In this essay, I will attempt to answer this question by, first, turning to the philosophy of technology known as postphenomenology. By using postphenomenological methods developed by Don Ihde to investigate the technology that has perhaps become most associated with the pandemic—Zoom—we can see how technologies have helped us during the pandemic to maintain normalcy. Though recent research has shown how the rise of Zoom has had an influence on various aspects of human experience, ranging from the classroom (Lowenthal et al 2020) to the courtroom (Puddister and Small 2020), through postphenomenology we can conduct a broader investigation of Zoom’s influence on human experience itself. Postphenomenology can illuminate both how Zoom has helped us during the pandemic, and how this help can at the same lead us to becoming blinded to how these technologies shape what we experience as normalcy.

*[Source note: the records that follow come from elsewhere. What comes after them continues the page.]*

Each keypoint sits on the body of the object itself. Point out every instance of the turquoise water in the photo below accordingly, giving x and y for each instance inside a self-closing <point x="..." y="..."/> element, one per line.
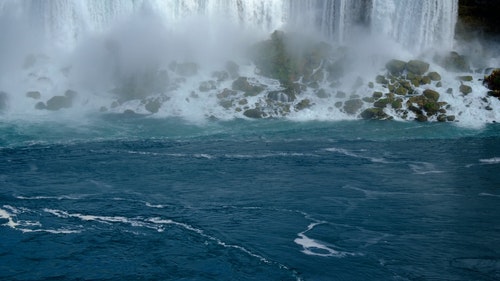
<point x="139" y="198"/>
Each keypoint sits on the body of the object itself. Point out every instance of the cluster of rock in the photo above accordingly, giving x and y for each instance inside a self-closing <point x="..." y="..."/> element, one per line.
<point x="492" y="81"/>
<point x="402" y="83"/>
<point x="306" y="72"/>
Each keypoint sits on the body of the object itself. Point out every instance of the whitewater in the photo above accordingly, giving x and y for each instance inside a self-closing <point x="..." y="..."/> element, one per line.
<point x="227" y="140"/>
<point x="177" y="58"/>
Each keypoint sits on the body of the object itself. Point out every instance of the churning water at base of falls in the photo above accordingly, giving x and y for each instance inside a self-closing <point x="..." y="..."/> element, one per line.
<point x="134" y="198"/>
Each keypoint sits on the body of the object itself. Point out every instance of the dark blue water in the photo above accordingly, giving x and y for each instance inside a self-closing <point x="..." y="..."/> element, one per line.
<point x="148" y="199"/>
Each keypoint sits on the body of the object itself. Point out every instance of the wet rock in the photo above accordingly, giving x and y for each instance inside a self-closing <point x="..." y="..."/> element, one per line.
<point x="492" y="82"/>
<point x="206" y="86"/>
<point x="377" y="95"/>
<point x="465" y="89"/>
<point x="465" y="78"/>
<point x="253" y="113"/>
<point x="233" y="69"/>
<point x="401" y="91"/>
<point x="417" y="67"/>
<point x="374" y="113"/>
<point x="242" y="84"/>
<point x="396" y="67"/>
<point x="454" y="62"/>
<point x="60" y="102"/>
<point x="303" y="104"/>
<point x="226" y="93"/>
<point x="278" y="96"/>
<point x="220" y="75"/>
<point x="431" y="107"/>
<point x="397" y="104"/>
<point x="381" y="103"/>
<point x="425" y="80"/>
<point x="40" y="105"/>
<point x="34" y="95"/>
<point x="129" y="112"/>
<point x="226" y="103"/>
<point x="442" y="118"/>
<point x="431" y="95"/>
<point x="153" y="105"/>
<point x="186" y="69"/>
<point x="421" y="118"/>
<point x="352" y="106"/>
<point x="380" y="79"/>
<point x="434" y="76"/>
<point x="322" y="94"/>
<point x="341" y="95"/>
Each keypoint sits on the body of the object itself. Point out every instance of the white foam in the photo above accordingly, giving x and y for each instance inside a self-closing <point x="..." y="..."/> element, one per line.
<point x="355" y="155"/>
<point x="9" y="217"/>
<point x="424" y="168"/>
<point x="314" y="247"/>
<point x="494" y="160"/>
<point x="489" y="194"/>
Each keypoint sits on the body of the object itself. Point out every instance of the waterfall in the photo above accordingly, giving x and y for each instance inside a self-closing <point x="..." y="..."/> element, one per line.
<point x="416" y="25"/>
<point x="413" y="24"/>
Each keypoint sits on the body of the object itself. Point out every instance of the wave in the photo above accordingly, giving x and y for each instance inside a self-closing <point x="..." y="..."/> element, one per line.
<point x="356" y="155"/>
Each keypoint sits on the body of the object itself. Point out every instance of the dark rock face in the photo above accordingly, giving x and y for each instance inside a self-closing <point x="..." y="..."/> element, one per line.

Second, I will turn to the work of Heidegger as from the Heideggerian perspective on Zoom we can see the danger of transforming our homes into workplaces as it entails transforming ourselves into mere tools, tools who, thanks to Zoom, can be called upon and ordered to work as needed. Yet by turning back to Ihde, as well as to the critical theory of technology of Andrew Feenberg, we can see why such a Heideggerian critique of Zoom might be too deterministic and might be better aimed instead at Capitalism. For Feenberg it would be particularly important to recognize that Zoom, as an online platform, could provide users an opportunity for not just working from home, but for activism from home.